By Steve Wexler, January 15, 2017
Overview
Before going any further this post assumes you’ve gotten your data “just so”; that is, you’ve reshaped your data and have the responses in both text and numeric form.
If you’re not sure what this means, please review this post.
Taking inventory by finding the universe of all questions and all responses
Anyone who has attended one of my survey data classes or has watched my 2014 Tableau Conference presentation knows the first thing I like to do is assemble a demographics dashboard so I know who took the survey.
The second thing I do arose a few months ago when I had a “why didn’t I do this before” moment with respect to getting a good handle on questions, responses, and seeing if there was anything that was poorly coded.
Here’s how it works.
Note that I’m using the same sample data set that I use for my classes.

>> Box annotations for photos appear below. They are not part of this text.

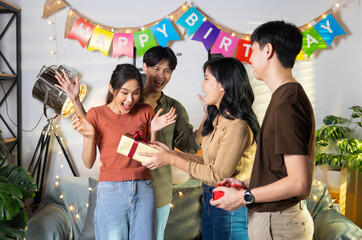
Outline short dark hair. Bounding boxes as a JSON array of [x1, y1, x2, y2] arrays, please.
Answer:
[[106, 63, 143, 104], [143, 46, 177, 71], [251, 21, 303, 68], [202, 57, 260, 140]]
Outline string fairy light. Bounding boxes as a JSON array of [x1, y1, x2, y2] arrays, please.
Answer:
[[48, 0, 344, 42]]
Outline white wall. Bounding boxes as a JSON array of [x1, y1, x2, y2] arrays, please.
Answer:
[[0, 0, 362, 191]]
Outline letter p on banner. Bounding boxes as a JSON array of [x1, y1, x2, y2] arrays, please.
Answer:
[[236, 39, 253, 64]]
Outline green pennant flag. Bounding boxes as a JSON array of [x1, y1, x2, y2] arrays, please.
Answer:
[[133, 28, 157, 57], [303, 27, 327, 58]]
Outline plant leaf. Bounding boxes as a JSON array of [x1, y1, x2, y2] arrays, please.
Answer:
[[323, 115, 347, 125]]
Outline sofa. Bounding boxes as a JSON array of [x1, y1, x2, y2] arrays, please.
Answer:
[[26, 177, 362, 240]]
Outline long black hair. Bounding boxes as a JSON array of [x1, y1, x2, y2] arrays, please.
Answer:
[[251, 21, 303, 68], [106, 63, 143, 104], [143, 46, 177, 71], [202, 57, 260, 141]]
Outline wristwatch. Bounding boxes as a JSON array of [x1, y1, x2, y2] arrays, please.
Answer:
[[244, 190, 254, 204]]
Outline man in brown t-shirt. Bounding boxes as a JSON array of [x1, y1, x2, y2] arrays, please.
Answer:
[[210, 21, 315, 239]]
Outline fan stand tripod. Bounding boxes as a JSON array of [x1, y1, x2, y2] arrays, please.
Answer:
[[28, 89, 78, 205]]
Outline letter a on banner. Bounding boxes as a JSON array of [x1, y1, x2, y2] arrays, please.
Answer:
[[192, 21, 220, 51], [235, 39, 253, 64], [67, 18, 94, 48], [88, 28, 113, 56], [176, 7, 204, 36], [113, 33, 133, 58], [151, 18, 180, 47], [211, 31, 239, 57], [314, 14, 346, 46], [133, 28, 157, 57], [303, 27, 327, 58]]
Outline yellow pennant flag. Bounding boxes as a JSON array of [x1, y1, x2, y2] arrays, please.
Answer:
[[88, 28, 113, 56], [297, 50, 305, 61]]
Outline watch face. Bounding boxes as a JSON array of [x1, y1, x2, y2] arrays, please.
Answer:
[[244, 192, 254, 203]]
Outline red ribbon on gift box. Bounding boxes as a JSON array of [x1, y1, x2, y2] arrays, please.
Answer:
[[128, 131, 149, 158]]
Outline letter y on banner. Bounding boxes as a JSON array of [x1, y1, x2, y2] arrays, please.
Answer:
[[176, 7, 204, 36], [151, 18, 180, 47], [211, 31, 239, 57], [192, 21, 220, 51], [133, 28, 157, 57], [67, 18, 94, 48]]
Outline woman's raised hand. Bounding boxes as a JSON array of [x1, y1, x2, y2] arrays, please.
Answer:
[[55, 69, 80, 100], [72, 115, 95, 138], [151, 107, 177, 132]]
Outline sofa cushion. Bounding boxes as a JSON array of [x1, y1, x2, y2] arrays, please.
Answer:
[[26, 203, 72, 240]]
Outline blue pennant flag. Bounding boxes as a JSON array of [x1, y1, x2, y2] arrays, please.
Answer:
[[192, 21, 220, 50], [176, 7, 204, 36], [314, 14, 346, 46], [151, 18, 180, 47]]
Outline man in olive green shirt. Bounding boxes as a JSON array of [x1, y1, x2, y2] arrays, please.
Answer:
[[56, 46, 205, 240], [141, 46, 204, 240]]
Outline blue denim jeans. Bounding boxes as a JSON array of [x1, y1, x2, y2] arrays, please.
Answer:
[[201, 184, 249, 240], [156, 204, 171, 240], [94, 180, 156, 240]]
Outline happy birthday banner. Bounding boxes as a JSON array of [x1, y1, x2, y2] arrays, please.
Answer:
[[43, 0, 345, 63]]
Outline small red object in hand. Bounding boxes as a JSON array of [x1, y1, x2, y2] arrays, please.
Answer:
[[212, 182, 244, 200]]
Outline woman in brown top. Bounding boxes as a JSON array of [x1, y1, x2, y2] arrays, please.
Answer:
[[144, 58, 259, 239]]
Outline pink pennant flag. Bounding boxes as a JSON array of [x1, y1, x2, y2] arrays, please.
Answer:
[[236, 39, 253, 64], [113, 33, 134, 58], [67, 18, 94, 48], [211, 31, 239, 57]]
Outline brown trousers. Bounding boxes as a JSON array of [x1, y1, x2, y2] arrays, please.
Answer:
[[248, 201, 314, 240]]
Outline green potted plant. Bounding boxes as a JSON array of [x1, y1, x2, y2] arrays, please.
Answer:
[[0, 130, 36, 240], [315, 106, 362, 192], [316, 106, 362, 172]]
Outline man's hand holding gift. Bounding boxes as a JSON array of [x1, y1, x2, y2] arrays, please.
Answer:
[[210, 178, 247, 211]]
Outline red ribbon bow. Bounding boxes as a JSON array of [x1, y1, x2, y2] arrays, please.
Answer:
[[128, 131, 149, 158]]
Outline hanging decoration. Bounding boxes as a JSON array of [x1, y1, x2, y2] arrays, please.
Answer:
[[43, 0, 345, 63]]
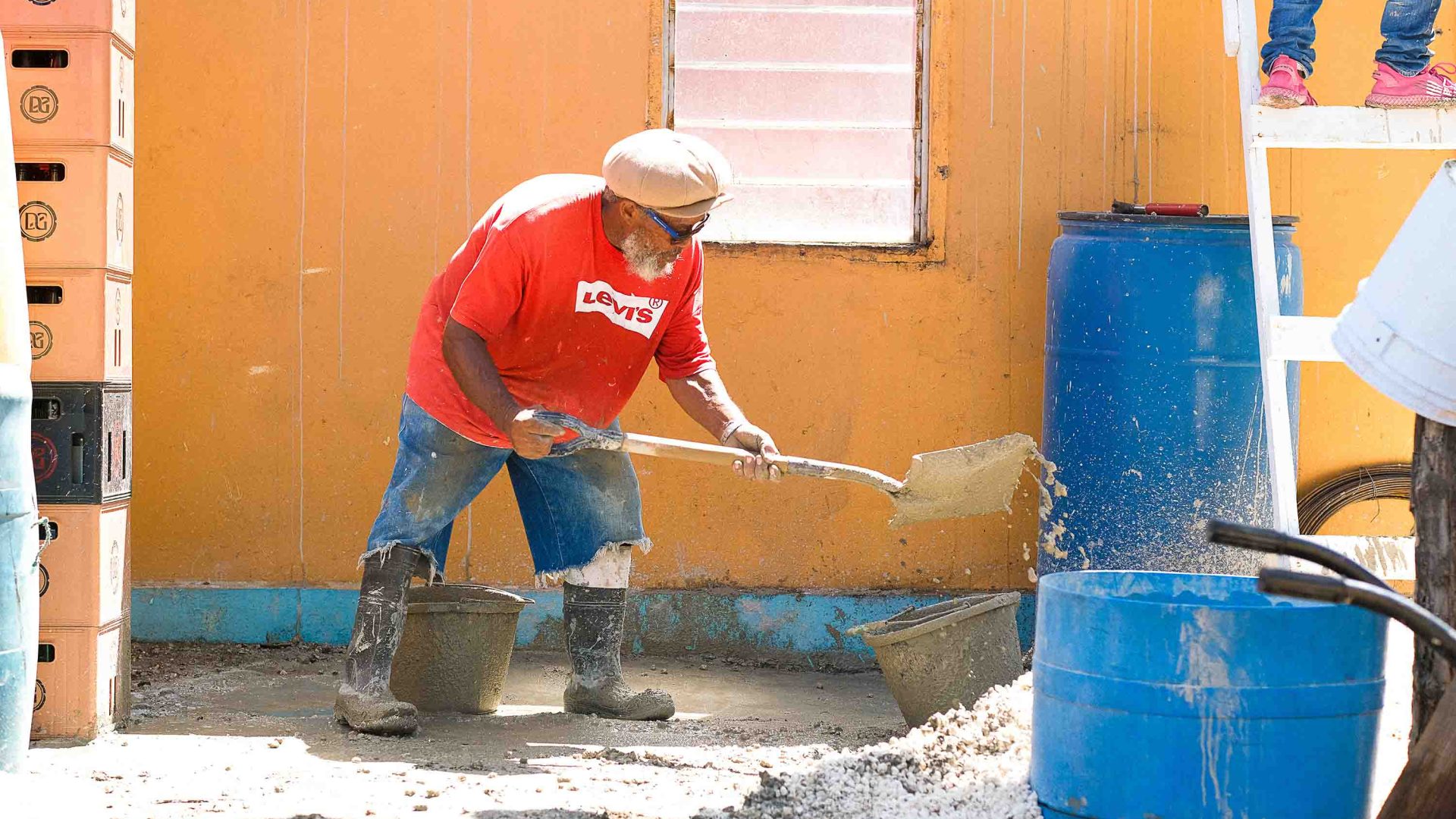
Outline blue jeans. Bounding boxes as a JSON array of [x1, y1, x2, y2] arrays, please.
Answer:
[[364, 395, 648, 580], [1263, 0, 1442, 77]]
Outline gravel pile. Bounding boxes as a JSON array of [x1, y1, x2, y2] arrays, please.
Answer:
[[699, 673, 1041, 819]]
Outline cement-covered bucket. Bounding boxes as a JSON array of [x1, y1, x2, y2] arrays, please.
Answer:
[[1334, 160, 1456, 424], [391, 583, 535, 714], [849, 592, 1022, 727]]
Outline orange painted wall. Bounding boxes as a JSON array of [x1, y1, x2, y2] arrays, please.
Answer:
[[134, 0, 1456, 588]]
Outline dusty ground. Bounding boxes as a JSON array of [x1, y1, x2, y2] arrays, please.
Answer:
[[8, 626, 1410, 819], [14, 644, 904, 819]]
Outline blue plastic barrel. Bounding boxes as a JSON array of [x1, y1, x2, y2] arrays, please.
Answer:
[[0, 363, 39, 771], [1031, 571, 1385, 819], [1038, 213, 1303, 574]]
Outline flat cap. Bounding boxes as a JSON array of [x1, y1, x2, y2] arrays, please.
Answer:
[[601, 128, 733, 218]]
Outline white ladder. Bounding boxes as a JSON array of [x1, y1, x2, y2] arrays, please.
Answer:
[[1223, 0, 1456, 582]]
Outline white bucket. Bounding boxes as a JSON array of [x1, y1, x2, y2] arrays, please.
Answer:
[[1334, 160, 1456, 425]]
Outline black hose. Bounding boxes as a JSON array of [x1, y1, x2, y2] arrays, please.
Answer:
[[1260, 568, 1456, 663], [1206, 520, 1391, 590]]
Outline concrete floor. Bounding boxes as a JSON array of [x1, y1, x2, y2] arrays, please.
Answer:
[[14, 644, 904, 819], [8, 625, 1412, 819]]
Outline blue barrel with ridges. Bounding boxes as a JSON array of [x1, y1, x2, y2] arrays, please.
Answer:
[[1037, 213, 1303, 574], [0, 363, 39, 771], [1031, 571, 1386, 819]]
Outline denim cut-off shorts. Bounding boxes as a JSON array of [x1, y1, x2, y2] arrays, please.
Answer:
[[364, 395, 648, 582]]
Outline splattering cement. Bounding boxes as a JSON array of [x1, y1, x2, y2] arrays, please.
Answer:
[[698, 673, 1041, 819], [890, 433, 1040, 526], [1037, 453, 1087, 559]]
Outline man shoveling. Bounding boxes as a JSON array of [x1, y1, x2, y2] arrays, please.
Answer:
[[335, 130, 779, 733]]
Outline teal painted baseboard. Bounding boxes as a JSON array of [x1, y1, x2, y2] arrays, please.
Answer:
[[131, 586, 1035, 669]]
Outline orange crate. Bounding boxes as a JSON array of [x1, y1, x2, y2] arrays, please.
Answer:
[[14, 146, 133, 272], [5, 32, 136, 156], [41, 501, 131, 628], [30, 618, 131, 740], [25, 268, 131, 381], [0, 0, 136, 48]]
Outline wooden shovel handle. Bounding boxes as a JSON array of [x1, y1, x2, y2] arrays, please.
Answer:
[[622, 433, 901, 494], [536, 410, 904, 494]]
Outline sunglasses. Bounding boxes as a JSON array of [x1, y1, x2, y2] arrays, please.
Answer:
[[638, 206, 712, 242]]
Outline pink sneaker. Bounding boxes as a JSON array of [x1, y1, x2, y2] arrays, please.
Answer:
[[1366, 63, 1456, 108], [1260, 55, 1320, 108]]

- Drag Question Grouping onto rows, followed by Wording, and then Question ID, as shown below.
- Right-click the measure called Value and select Duplicate.
- Rename the newly-created field Value (discrete).
- Drag the measure into the Dimensions area. This will make Tableau treat the field as something that is by default discrete.
- Drag new newly-created dimension to Rows.
- Drag Labels to Rows. Your screen should look like the one shown below.
So, just what do we have here?
You can see from the portion of the screen that you have a bunch of questions about “Importance” and can also see that the possible values go from 0 to 4 where 0 maps to “Not at all important”, 1 maps to “Of Little Importance”, etc.
At this point you should be looking for any stray values, say a value of 5.
If you scroll down a little bit (Figure 5) you’ll see a question grouping called “Indicate the degree to which you agree” where you again have values of 0 through 4 but this time 0 maps to “Not at all”, 1 maps to “Small degree”, etc.
We should be pleased as it appears that our Likert questions consistently go from 0 through 4. This means we won’t have to craft multiple sets of calculated fields to deal with different numeric scales (not that having to do that would be a big deal).
At this point it might be useful to add a filter so you can focus on only certain question groups. You can do this by filtering by Question Grouping as shown below.
Spotting questions that have coding errors
In case you’re wondering what a coding error looks like, see what happens if we just focus on the “What do you measure” questions, as shown below.
So, for all of the check-all-that-apply questions the universe of possible values is 0 and 1. And with the exception of Question Q6 (Breathing), 0 maps to “No” and 1 maps to “Yes.”
The mis-coding of “Ni” instead of “No” will only present a problem if our calculated field for determining the percentage of people that checked an item were to use Labels instead of Values. My preferred formula for this type of calculation is this:
SUM([Value]) / SUM([Number of Records)])
Because we’re using [Value] instead of [Label], the miscoding for this example won’t cause a problem.
Conclusion
Creating a giant text table that maps all Question Groupings, Question IDs, Labels, and Values on a single sheet allows us to quickly take an inventory of all questions and possible responses. This in turn allows us to see if questions are coded consistently (e.g., do all the Likert Scale questions use the same scale) and to see if there are any coding errors.
I just wish I had started doing this years ago.